St Mary's Church is located in Huntingdon, Cambridgeshire, England. The church is said to have been the "Mother Church of Huntingdon". It occupies what is probably the original site of Huntingdon Priory of Austin Canons, founded in 1140 by Eustace de Lovetot, and seems to have been used initially as a parochial church upon the removal of the priory to the east end of town during the reign of Henry II.

In July 1607, the building fell down, and construction of the present church commenced in March of the following year and finished in 1620. The church's organ chamber and vestry were built later in 1869, and further restorations were carried out in 1876.

It was listed as a Grade I building in January 1951.

==Architecture and fittings==
The church consists of chancel, cloistered nave, aisles, south porch and a western tower, of Perpendicular Gothic era. Crocketed pinnacles and buttresses are enriched with panelling and niches. The nave is divided from the aisles by four arches on each side, supported by round and octagonal columns.

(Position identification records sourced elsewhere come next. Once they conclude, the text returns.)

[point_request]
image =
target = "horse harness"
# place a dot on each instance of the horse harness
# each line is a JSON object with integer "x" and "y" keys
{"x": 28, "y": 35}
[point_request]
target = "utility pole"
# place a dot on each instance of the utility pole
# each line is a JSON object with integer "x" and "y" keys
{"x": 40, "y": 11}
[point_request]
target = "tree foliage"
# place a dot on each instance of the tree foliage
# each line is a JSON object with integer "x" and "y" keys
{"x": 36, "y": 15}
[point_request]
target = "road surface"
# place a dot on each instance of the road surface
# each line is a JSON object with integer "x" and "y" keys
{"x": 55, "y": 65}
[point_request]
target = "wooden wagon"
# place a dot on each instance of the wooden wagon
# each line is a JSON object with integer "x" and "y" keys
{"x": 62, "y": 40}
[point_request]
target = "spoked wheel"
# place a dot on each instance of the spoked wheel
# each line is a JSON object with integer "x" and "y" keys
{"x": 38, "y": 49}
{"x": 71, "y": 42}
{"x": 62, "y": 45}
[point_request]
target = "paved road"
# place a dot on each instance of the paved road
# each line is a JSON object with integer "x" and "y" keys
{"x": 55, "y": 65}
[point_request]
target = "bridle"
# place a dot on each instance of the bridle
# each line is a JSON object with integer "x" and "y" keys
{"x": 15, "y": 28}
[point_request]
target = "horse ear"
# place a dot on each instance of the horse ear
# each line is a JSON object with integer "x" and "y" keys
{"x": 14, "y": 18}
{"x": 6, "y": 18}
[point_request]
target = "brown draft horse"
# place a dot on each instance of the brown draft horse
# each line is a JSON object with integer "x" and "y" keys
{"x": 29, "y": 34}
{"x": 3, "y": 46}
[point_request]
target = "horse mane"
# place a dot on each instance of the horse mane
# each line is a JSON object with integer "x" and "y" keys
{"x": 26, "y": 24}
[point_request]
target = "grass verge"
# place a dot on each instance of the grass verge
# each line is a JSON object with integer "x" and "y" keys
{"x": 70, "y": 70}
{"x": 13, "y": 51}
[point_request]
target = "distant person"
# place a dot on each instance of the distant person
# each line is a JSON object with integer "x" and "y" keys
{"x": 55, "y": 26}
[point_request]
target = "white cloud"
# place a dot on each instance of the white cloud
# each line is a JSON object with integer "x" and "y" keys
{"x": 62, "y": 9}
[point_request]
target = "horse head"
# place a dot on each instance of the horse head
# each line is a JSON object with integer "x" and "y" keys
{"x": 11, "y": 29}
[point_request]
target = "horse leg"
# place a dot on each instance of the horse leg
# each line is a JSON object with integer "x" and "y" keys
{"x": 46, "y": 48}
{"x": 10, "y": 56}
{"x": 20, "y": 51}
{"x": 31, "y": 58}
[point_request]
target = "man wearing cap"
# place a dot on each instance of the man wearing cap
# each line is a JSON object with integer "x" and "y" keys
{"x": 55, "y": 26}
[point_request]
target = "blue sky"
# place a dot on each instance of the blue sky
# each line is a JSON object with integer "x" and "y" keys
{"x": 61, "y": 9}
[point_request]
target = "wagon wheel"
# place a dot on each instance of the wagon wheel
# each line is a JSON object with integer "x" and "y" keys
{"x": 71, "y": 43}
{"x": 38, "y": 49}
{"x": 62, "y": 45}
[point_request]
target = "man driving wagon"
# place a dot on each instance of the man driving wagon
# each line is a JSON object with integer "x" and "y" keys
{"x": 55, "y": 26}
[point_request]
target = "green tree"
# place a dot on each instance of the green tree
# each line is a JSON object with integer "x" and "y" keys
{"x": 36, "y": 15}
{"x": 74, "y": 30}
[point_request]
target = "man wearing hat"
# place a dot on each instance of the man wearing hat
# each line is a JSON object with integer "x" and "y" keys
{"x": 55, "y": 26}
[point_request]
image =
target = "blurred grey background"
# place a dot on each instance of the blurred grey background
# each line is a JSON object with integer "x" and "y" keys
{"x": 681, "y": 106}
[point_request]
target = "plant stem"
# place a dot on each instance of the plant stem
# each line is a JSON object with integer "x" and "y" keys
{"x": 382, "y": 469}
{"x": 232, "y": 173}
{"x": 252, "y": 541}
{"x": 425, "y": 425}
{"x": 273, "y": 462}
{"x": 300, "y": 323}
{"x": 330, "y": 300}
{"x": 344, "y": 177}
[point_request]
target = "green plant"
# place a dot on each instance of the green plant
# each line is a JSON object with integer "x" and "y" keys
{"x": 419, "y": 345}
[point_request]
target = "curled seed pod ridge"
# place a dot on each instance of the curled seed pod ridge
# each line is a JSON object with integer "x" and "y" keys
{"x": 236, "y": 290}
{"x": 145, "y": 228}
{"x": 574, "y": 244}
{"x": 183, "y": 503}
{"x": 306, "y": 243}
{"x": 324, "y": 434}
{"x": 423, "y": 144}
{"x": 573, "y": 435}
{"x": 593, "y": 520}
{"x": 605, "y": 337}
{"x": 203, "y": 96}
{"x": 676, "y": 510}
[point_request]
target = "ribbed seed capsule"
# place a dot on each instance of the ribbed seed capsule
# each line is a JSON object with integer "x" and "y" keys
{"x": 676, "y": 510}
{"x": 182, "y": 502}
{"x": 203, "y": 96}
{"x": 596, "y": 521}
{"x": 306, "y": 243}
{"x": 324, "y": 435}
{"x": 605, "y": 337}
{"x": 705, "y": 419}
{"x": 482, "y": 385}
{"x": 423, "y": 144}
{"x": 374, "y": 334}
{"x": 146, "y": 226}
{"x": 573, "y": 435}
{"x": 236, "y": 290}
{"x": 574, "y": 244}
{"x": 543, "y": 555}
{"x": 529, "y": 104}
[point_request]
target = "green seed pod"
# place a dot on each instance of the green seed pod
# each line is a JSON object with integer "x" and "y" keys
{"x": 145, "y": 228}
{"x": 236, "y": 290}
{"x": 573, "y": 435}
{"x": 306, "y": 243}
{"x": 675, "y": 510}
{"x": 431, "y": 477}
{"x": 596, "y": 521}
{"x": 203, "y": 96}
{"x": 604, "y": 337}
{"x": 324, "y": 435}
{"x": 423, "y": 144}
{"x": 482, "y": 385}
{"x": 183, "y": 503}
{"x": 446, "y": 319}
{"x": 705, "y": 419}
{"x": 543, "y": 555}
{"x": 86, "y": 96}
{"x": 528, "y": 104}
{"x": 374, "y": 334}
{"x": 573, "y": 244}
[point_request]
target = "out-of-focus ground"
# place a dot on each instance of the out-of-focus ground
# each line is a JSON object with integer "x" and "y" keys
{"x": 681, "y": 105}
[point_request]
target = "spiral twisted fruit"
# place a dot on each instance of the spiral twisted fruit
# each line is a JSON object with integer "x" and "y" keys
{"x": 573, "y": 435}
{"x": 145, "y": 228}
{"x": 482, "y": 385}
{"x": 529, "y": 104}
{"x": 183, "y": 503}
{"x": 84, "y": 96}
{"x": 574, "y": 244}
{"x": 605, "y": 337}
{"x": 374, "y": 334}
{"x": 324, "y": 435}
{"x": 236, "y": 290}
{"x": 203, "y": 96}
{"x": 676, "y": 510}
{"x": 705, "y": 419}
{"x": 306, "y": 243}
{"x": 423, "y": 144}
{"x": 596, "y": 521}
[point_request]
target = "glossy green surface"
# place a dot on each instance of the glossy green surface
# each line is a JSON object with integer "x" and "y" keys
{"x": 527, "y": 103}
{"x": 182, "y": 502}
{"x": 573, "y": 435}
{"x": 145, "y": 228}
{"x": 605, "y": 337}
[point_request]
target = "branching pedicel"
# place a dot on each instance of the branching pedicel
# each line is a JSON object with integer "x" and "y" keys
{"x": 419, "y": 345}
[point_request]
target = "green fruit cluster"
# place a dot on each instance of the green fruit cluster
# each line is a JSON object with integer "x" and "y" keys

Some of the piers, as well as the chancel, exhibit portions of Early English Period and Decorated Gothic work. There is a stone pulpit, the gift of John Montagu, 7th Earl of Sandwich. The font is Early English, with a plain octagonal bowl, resting on clustered shafts.

The whole building was restored in 1876, adding open oak seats and a new triplet east window (the latter a gift from Gerald Vesey, Archdeacon of Huntingdon) and installing its present eight bells (presented by M. E. Maill). This was under the direction of Reginald Blomfield and was completed at a cost, exclusive of special gifts, of over £2,000. There is a monument to the family of De Carcassonett, erected in 1749, and one erected by the officers of the 31st (Huntingdonshire) Regiment, to the memory of their comrades who fell in the Crimean War. The church has seats for 550 persons. The earliest entry in the register of St. Mary's dates from the year 1593.